Plus apte à ingérer les informations

Une 11e place n’est pas synonyme de points en F1, mais Williams sait que le package dont dispose l’équipe ne permet pas en ce moment de réellement compter sur ce genre de position à l’arrivée, sur un tracé que les équipes maîtrisent particulièrement après avoir passé les tests hivernaux dessus.

"Ce n’est pas là où nous voulons terminer en tant qu’équipe, mais c’est le genre de choses sur lesquelles je m’examine et que veux continuer à faire. Bien entendu, nous désirons progresser en tant qu’équipe et inscrire de bons points de manière régulière. Nous désirons être réellement performants en qualifications et tout ça… Mais avant que cela n’arrive, je désire toujours, bien entendu, être le meilleur pilote possible et tirer tout ce que je peux du package dont je dispose."

Quant à savoir s’il apprend plus de choses en 2018 grâce à sa plus grande capacité d’absorption des nombreuses informations auxquelles il est exposé, ou s’il s’imprégnait plus l’an dernier au cours de sa plongée dans le grand bain de la F1, ce n’est pas si simple aux yeux du jeune pilote.

"Ça, je ne sais pas. Bien entendu, au fil de votre carrière, vous apprenez toujours de chaque situation et il y a toujours quelque chose à retirer et à apprendre. Je serai en mesure de répondre à cette question à la fin, je suppose."

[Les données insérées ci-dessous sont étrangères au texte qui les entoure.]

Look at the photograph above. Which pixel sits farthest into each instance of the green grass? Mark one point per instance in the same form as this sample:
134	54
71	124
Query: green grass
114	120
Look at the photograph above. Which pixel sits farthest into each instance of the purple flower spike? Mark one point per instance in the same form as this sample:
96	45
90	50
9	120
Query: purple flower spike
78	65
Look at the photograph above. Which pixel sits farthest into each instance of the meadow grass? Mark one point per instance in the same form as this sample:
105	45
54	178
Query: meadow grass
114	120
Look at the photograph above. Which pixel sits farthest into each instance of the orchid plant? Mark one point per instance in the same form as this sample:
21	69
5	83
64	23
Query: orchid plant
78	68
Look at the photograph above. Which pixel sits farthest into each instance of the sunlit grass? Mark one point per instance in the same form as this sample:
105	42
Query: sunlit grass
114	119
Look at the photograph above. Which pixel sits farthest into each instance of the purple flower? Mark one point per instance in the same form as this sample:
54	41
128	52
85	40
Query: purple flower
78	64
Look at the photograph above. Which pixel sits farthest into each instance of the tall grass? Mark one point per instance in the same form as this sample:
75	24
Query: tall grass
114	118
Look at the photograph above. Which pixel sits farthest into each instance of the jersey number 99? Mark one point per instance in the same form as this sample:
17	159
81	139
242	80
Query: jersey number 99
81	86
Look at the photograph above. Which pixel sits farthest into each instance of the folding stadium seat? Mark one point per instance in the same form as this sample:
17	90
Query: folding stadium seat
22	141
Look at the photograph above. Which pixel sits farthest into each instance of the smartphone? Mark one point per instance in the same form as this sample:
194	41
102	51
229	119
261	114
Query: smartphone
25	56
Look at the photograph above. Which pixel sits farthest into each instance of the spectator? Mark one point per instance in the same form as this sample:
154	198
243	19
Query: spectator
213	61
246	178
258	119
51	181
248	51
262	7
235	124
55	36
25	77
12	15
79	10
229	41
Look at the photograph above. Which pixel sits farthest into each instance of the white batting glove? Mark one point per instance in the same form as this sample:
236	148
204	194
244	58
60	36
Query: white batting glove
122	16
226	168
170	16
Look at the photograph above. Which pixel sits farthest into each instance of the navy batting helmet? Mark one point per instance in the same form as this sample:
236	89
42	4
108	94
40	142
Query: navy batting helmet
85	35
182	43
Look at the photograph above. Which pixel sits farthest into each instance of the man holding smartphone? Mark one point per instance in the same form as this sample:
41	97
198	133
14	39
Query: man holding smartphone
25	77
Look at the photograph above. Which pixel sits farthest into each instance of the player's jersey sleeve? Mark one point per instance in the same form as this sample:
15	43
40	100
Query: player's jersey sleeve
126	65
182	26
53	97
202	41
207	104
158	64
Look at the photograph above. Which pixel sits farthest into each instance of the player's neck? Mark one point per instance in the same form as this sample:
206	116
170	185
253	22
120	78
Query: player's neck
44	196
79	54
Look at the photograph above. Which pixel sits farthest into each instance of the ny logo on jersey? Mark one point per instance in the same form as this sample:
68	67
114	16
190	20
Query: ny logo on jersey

"Je réfléchis à tous les niveaux. Du point de vue mental et physique, je pense que je suis bien plus en forme. L’an dernier, je me sentais en forme mais j’avais toujours le sentiment que c’était difficile de faire un Grand Prix. Et désormais, je me sens en bien meilleure forme et c’est très utile. Dans l’auto, je me sens bien plus en contrôle des choses. L’an dernier fut un grand saut pour moi, de la F3 à la F1. Il y avait beaucoup de choses à absorber et à gérer, et maintenant j’ai juste le sentiment que je suis plus à l’aise avec les choses et capable d’en ingérer plus quand je pilote. C’est quelque chose qui prend du temps et vient avec l’expérience. Je ressens ça cette année."